Schwartz volvió a mirarme. Pensé en la profundidad del Tahoe y en el pobre Archer ahogado y con los pies metidos en cemento. Tommy Lemberg empezó a hablar:
—¿Puedo decir una cosa, señor Schwartz? Yo no maté al tipo ese. La policía está equivocada. Debió caerse al suelo y se le habrá clavado el cuchillo…
—¡Claro! ¡Imbécil! —Schwartz volvió su furia contenida sobre Tommy—: Ve y díselo a los policías. Pero no me metas en eso.
—No me creerían —murmuró con tono de incomprensión—. Me meterían adentro sólo porque traté de defenderme. Pero fui yo quien recibió un balazo. El me apuntó con una pistola.
—¡Basta! ¡Basta! —Schwartz se pasó la mano sobre la cabeza aplastando algunos pelos imaginarios—. ¿Por qué ya no queda inteligencia en este mundo? ¡Tarados! ¡Todos tarados!
—Los inteligentes no se atreverían a tocar sus bandas ni con un palo que mida diez metros.
—Ya lo he oído hablar demasiado.
Su cabeza giró y miró al matón que empezó a quitarse la chaqueta.
—¿Quiere que le dé una buena, señor Schwartz?
Era la misma voz ligera e impersonal que discutiera con Culotti. Me levanté de la silla. Schwartz estaba a mano y lo golpeé en el estómago. Se dobló como una navaja y siguió jadeando. No necesito mucho para ponerme contento, y eso me puso tanto que la alegría me duró durante los dos o tres primeros minutos de la paliza.

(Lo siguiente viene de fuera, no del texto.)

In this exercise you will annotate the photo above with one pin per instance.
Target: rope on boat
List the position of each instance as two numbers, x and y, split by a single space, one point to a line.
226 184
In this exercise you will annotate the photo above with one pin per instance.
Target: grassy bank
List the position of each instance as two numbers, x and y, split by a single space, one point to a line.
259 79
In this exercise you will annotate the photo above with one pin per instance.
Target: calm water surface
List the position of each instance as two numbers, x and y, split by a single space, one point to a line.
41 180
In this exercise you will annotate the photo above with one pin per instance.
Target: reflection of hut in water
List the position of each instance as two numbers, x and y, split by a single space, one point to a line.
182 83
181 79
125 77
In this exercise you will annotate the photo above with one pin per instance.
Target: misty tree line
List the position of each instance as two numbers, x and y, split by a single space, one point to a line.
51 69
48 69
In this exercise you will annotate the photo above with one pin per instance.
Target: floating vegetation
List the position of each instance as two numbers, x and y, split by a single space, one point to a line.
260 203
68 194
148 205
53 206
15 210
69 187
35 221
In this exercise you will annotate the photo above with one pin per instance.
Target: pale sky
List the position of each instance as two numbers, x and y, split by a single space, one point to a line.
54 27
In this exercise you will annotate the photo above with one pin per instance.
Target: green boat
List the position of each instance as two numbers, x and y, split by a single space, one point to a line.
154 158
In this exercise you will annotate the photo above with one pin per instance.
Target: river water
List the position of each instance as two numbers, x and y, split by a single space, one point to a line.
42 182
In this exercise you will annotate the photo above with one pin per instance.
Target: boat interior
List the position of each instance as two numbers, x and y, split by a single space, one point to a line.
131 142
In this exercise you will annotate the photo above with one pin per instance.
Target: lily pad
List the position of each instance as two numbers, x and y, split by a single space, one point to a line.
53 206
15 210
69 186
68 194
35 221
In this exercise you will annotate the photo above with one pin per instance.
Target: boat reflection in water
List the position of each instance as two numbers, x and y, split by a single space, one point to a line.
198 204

La cara del grandullón sólo se vio como imágenes fugaces y rojizas. Cuando la luz de la habitación desapareció por completo en mi mente, reapareció la luminosidad, que duró un instante. La voz de Schwartz seguía diciendo chistes:
—Prométame olvidarlo y eso será suficiente.
»Lo único que tiene que hacer es darme su palabra. Yo soy un hombre que mantiene su palabra, usted también…
»Vuelva a Los Ángeles, es lo único que tiene que hacer. Nadie le preguntará nada y nada pasará.
De pronto brilló una luz que salió de mí como si fuera la luz de un barco. Nadé hacia ella, pero se elevó, quedó colgada en el cielo oscuro como una estrella. Me alejé de la habitación y volé sobre ella y floté por encima de las negras montañas.